Le paradoxe est flagrant : alors que la DGSN cherche à transformer son image à travers une « vitrine d’ouverture » et des initiatives institutionnelles, l’expérience du terrain montre que la mutation des mentalités reste inachevée. Car la Génération Z n’aspire pas simplement à une police plus souriante, mais à une institution qui respecte pleinement la liberté d’expression et le droit à manifester, des valeurs que ce public juge non négociables.
Par ailleurs, les rapports d’organisations de défense des droits humains soulignent un autre déficit : l’absence de mécanismes clairs de reddition des comptes en cas de dérapages. Certes, la DGSN a annoncé à plusieurs reprises la suspension ou la poursuite de policiers pour comportements illégaux, mais ces mesures demeurent exceptionnelles et ne suffisent pas à témoigner d’une transformation profonde de la culture policière.
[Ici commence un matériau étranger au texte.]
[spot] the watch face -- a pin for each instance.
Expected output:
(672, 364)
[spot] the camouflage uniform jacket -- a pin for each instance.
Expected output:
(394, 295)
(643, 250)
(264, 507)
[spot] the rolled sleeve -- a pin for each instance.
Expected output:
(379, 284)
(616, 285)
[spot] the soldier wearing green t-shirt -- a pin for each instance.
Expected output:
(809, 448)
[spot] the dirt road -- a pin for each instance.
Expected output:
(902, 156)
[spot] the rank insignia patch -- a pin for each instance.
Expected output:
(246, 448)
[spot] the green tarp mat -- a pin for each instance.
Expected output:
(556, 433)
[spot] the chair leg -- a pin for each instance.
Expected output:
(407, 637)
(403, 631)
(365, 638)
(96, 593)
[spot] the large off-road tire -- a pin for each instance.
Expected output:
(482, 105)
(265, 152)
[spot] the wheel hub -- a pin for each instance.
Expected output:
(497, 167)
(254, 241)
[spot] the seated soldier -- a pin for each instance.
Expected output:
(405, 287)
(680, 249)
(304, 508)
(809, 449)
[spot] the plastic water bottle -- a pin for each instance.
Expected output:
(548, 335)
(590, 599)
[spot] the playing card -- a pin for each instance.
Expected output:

Les réseaux sociaux, eux, jouent un rôle déterminant en exposant immédiatement au grand jour tout recours excessif à la force, diffusant en quelques secondes des images capables de ternir la réputation de l’appareil sécuritaire à l’échelle mondiale.
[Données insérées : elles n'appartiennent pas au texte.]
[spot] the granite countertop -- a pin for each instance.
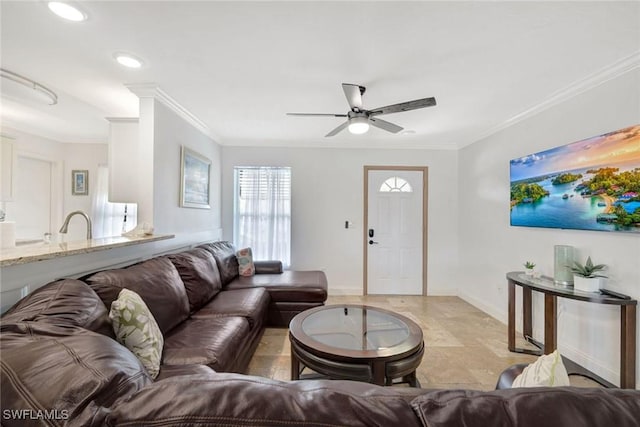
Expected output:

Cette réalité pose un défi crucial : soit la philosophie policière intègre pleinement cette dimension numérique, soit les réformes risquent de rester au stade du discours officiel, sans toucher au cœur des pratiques.
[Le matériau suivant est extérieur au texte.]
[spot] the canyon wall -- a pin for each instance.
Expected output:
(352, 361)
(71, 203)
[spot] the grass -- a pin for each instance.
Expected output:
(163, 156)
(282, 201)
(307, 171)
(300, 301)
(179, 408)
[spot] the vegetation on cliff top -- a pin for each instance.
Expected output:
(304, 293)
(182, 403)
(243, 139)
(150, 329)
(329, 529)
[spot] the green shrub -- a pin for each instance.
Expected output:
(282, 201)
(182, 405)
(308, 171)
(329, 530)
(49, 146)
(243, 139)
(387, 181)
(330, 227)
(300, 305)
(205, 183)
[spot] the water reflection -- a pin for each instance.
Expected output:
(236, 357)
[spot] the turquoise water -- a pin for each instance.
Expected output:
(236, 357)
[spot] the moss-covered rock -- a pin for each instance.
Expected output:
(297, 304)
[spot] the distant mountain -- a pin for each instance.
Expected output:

Aujourd’hui, on peut dire qu’Hammouchi a réussi à remodeler l’image institutionnelle et médiatique de la sûreté nationale. Mais la bataille décisive – celle du changement des mentalités, véritable colonne vertébrale d’une réforme authentique – reste à mener. Entre la pression de la rue et le regard de la communauté internationale, une question persiste : la police marocaine saura-t-elle passer d’une logique de « contrôle » à une philosophie de « sécurité citoyenne », où elle serait perçue comme un service public et non comme une autorité répressive ?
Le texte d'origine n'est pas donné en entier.